J'étais curieux de connaître cette loi de 1993, alors je l'ai consultée. J'ai découvert qu'afin de réguler le chaos des adoptions après la chute du régime communiste, une loi exigeait que les adoptants travaillent avec une agence autorisée à traiter les adoptions par les Français, ainsi que les autorités roumaines[3]. En 1993, le Congrès américain discutait du droit de la Roumanie à obtenir la clause de la nation la plus favorisée (un accord commercial). « Les États-Unis avaient fait de l'amélioration de la situation des enfants roumains une condition de cet accord commercial, et c'est dans ce contexte que la Roumanie a adopté la soi-disant « loi sur l'abandon ». […] En 1991, un nombre incroyable d'adoptions internationales a eu lieu, les estimations étaient supérieures à 10 000. De nombreux enfants n'ont pas été adoptés dans des orphelinats, mais directement achetés à des familles pauvres. En 1991, une nouvelle loi a été adoptée, limitant les adoptions internationales aux enfants dans les foyers pour enfants et les orphelinats. Mais les directeurs des maisons d'enfants ne donneraient pas ces enfants parce qu'ils n'étaient pas légalement adoptables, le plus souvent, les parents des enfants seraient connus et rendraient visite à leurs enfants. En raison de cette limitation, les adoptions ont énormément chuté en 1992. Et ainsi, sous le couvert de vouloir améliorer les conditions de vie des enfants institutionnalisés et handicapés, le Congrès américain a poussé à une loi sur l'abandon, une loi qui rendait les enfants adoptables.[4]
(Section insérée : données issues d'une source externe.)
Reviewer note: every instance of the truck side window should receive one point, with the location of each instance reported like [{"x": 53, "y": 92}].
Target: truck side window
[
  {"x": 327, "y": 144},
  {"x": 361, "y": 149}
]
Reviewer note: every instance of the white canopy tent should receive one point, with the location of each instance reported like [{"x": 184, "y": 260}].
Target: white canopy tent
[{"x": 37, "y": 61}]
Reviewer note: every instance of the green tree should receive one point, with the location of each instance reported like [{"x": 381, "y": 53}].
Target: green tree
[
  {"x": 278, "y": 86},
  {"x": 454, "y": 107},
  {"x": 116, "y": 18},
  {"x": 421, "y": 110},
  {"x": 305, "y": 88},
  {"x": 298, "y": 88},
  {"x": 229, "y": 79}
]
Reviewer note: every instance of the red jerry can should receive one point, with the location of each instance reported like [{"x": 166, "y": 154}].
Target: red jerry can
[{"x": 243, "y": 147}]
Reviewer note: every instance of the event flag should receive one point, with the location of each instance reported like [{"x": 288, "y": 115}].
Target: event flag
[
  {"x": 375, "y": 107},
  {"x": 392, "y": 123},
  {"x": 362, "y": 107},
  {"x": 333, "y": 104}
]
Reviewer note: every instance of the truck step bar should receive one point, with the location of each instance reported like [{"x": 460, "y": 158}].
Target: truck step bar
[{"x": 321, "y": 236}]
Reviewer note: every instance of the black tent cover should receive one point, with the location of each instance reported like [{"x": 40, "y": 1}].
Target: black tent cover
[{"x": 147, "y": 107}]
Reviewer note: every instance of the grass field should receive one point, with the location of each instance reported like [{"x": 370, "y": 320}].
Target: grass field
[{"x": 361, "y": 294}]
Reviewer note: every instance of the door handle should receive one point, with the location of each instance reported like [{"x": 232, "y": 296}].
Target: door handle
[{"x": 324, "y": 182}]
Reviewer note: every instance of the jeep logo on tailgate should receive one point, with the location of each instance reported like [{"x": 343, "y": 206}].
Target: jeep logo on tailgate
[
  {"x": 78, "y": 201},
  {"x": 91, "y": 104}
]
Ces deux lois, « La loi 11/1990 et la loi 47/1993 sur l'abandon d'enfants ont établi le cadre juridique de l'émergence d'un marché roumain de l'adoption internationale après 1994. Ces deux lois créent l'offre – les enfants légalement déclarés abandonnés et préparés à l'adoption. Pour avoir un marché opérationnel, il faut créer la demande et établir les prix.[5]

Lorsqu'un enfant a été abandonné, ce qui n'était pas aussi systématique que vous voudriez que je le croie, dans quelles circonstances les parents ont-ils donné leur consentement ? Quand on vit dans l'extrême pauvreté, quand on est fragile, isolé, quand on fait face à des pressions sociales et familiales parfois écrasantes, peut-on vraiment prendre une décision éclairée ? Quand tout le monde veut que vous croyiez que la seule façon d'assurer la survie de votre enfant est de le donner pour toujours, pouvez-vous vraiment prendre une décision éclairée ? Quand personne ne vous dit que vous ne reverrez plus jamais votre enfant, quand on vous demande de signer un papier que vous ne pouvez même pas lire, quand personne ne vous dit comment les nouvelles lois pourraient vous affecter vous et votre enfant, quand personne, pas même les autorités de votre propre pays, vous offre un soutien, même temporairement, pouvez-vous prendre une décision éclairée ? Lorsque vous venez de donner naissance à un bébé et que vous n'avez aucune idée de comment vous allez vous en sortir jusqu'à demain, pouvez-vous prendre une décision éclairée ?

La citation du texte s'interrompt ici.